The integrated circuit industry relies on the continual and repeated inspection of integrated circuits as they are produced to ensure that processes are operating properly and that the integrated circuits themselves are properly formed. Automated inspection is normally the preferred method of inspection of integrated circuits. However, as integrated circuits evolve, they are becoming smaller and more complicated. Thus, there has been continual pressure to detect and classify a growing number of defects and other conditions that may be present on the substrate, but which are increasingly more difficult to see. In addition, fabrication units are producing more and more integrated circuits so as to reduce the overhead costs associated with production, and to satisfy the demands of the modern world. Such demands have resulted in a desire to reduce the time associated with integrated circuit inspection
Current inspection methods in integrated circuit manufacturing typically use two completely separate inspection tools. The first inspection tool typically inspects all of the substrate surface to identify candidate defect sites. These first inspection tools typically use optical techniques and are limited in resolution by the wavelengths of the light that they use. These first inspection tools identify many candidate defect sites, whose defect size is typically below the resolution of the optical first inspection tool used. Thus, a second higher resolution, but much slower, inspection tool is then typically used to inspect and provide high resolution images of each of the candidate defect sites. These high resolution images are then typically used to classify the defects that may or may not be found at the candidate defect sites.

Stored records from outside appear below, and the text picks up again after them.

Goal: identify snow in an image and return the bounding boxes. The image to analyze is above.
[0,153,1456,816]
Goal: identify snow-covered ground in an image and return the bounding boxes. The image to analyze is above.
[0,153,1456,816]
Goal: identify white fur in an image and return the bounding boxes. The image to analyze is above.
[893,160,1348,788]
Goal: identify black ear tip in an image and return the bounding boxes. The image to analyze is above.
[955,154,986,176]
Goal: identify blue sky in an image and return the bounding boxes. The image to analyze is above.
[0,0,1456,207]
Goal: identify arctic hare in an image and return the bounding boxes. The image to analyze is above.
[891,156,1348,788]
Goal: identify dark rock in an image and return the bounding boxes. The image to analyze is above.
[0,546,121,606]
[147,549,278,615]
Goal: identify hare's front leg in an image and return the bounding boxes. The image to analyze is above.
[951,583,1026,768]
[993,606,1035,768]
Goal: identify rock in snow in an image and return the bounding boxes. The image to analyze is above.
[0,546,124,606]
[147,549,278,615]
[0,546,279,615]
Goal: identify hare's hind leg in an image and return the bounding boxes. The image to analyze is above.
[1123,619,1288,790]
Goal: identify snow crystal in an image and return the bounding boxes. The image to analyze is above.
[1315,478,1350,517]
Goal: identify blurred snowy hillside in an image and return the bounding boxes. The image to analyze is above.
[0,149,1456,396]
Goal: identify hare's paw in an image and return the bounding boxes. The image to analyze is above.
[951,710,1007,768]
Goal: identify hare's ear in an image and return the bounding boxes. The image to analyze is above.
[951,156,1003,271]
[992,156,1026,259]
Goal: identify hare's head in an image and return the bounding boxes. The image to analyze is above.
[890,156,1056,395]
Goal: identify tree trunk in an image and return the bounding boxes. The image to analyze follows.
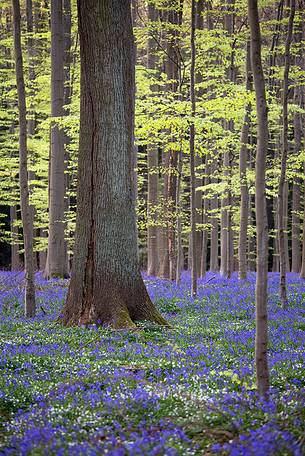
[248,0,269,397]
[62,0,166,328]
[238,42,252,280]
[147,4,159,276]
[278,0,295,309]
[190,0,197,296]
[10,206,22,271]
[45,0,68,278]
[291,87,302,273]
[12,0,36,317]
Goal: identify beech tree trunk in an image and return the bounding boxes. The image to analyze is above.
[45,0,68,278]
[291,87,302,273]
[12,0,36,318]
[278,0,295,309]
[62,0,166,328]
[190,0,197,296]
[147,4,159,276]
[10,206,22,271]
[238,42,252,280]
[248,0,269,397]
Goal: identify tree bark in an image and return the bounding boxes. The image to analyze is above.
[12,0,36,318]
[238,42,252,280]
[45,0,68,278]
[10,206,22,271]
[248,0,269,397]
[147,4,159,276]
[278,0,295,309]
[190,0,197,296]
[62,0,166,328]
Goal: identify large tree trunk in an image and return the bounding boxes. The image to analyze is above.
[248,0,269,397]
[238,42,252,280]
[62,0,166,328]
[147,4,159,276]
[278,0,295,309]
[12,0,36,317]
[45,0,68,278]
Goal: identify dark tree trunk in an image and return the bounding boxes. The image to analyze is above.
[278,0,295,309]
[248,0,269,397]
[238,42,252,280]
[190,0,197,296]
[147,4,159,276]
[12,0,36,317]
[62,0,166,328]
[45,0,68,278]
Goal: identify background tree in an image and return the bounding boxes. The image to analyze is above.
[62,0,166,328]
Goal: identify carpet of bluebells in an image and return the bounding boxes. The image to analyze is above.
[0,272,305,456]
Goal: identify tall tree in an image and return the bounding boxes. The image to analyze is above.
[147,4,159,276]
[12,0,36,317]
[238,42,252,280]
[278,0,295,309]
[248,0,269,397]
[190,0,197,296]
[62,0,166,328]
[45,0,68,278]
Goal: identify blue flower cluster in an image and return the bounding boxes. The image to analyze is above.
[0,272,305,456]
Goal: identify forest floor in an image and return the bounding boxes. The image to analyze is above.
[0,272,305,456]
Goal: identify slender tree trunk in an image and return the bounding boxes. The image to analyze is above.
[278,0,295,309]
[248,0,269,397]
[238,42,252,280]
[190,0,197,296]
[291,87,302,273]
[176,144,183,285]
[147,4,159,276]
[10,206,22,271]
[12,0,36,317]
[62,0,166,328]
[45,0,68,278]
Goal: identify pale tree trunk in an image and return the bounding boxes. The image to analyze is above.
[291,87,302,273]
[238,42,252,280]
[221,0,235,278]
[248,0,269,397]
[210,160,219,272]
[278,0,295,309]
[159,0,183,280]
[45,0,68,278]
[10,206,22,271]
[147,4,159,276]
[63,0,72,271]
[190,0,197,296]
[62,0,166,328]
[26,0,37,269]
[12,0,36,317]
[199,156,211,277]
[176,145,183,285]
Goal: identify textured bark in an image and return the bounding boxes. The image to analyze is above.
[210,160,219,272]
[291,87,302,273]
[12,0,36,318]
[45,0,68,278]
[147,4,159,276]
[159,0,183,280]
[62,0,166,328]
[190,0,197,296]
[248,0,269,397]
[278,0,295,309]
[238,42,252,280]
[176,147,183,285]
[10,206,22,271]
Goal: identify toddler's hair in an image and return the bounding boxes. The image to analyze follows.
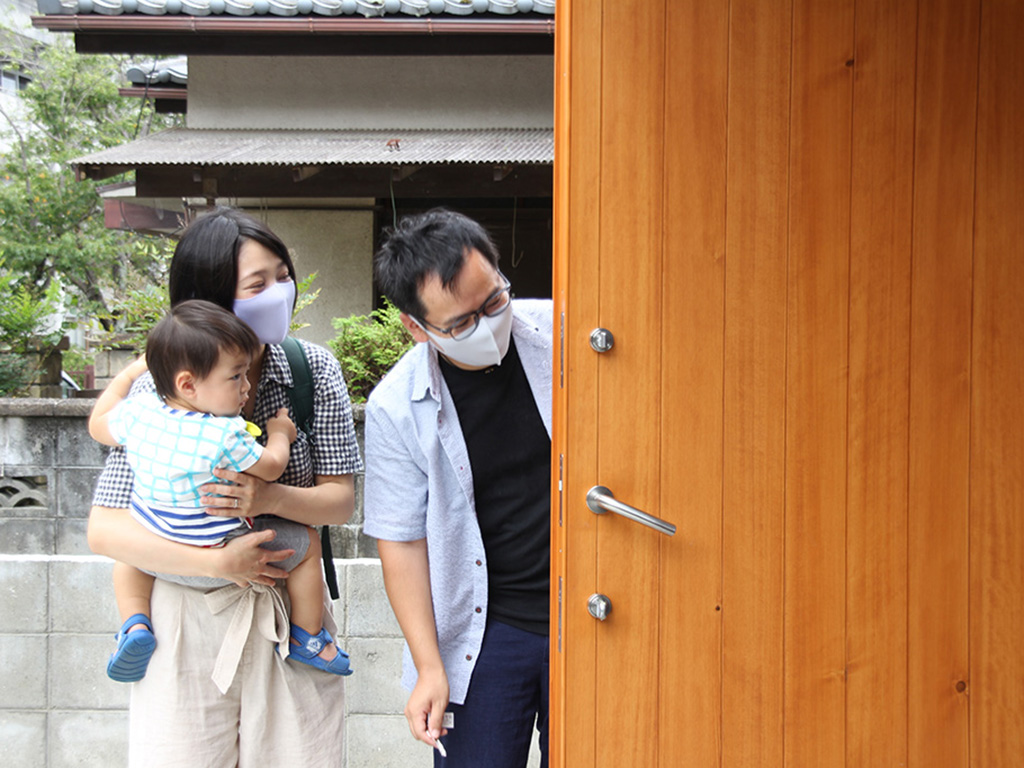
[145,299,260,399]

The second inspection tool is typically an electron microscope. Thus, in a typical process, the integrated circuit substrate is first inspected using the first inspection tool, and then the substrate is removed from the first inspection tool and placed in the second inspection tool to further investigate the candidate defect sites, and to determine which defects identified by the first tool are those that may impact device yield. The coordinate system of the first tool must be re-acquired by the second tool, costing additional time. This may be followed by a re-inspection with the first tool with modified inspection parameters to improve its capture of these more important defects. Repeatedly transferring the substrate from the first inspection tool to the second inspection tool is time consuming, and therefore costly.
Typically, only a subset of the candidate defect sites have actual defects that negatively affect process yield. Thus, the slower second inspection tool is often bogged down by inspecting candidate defect sites that have no bearing on device yield.
What is needed, therefore, is a system for reducing the amount of handling and time needed to identify and classify those defects that impact device yield on a substrate.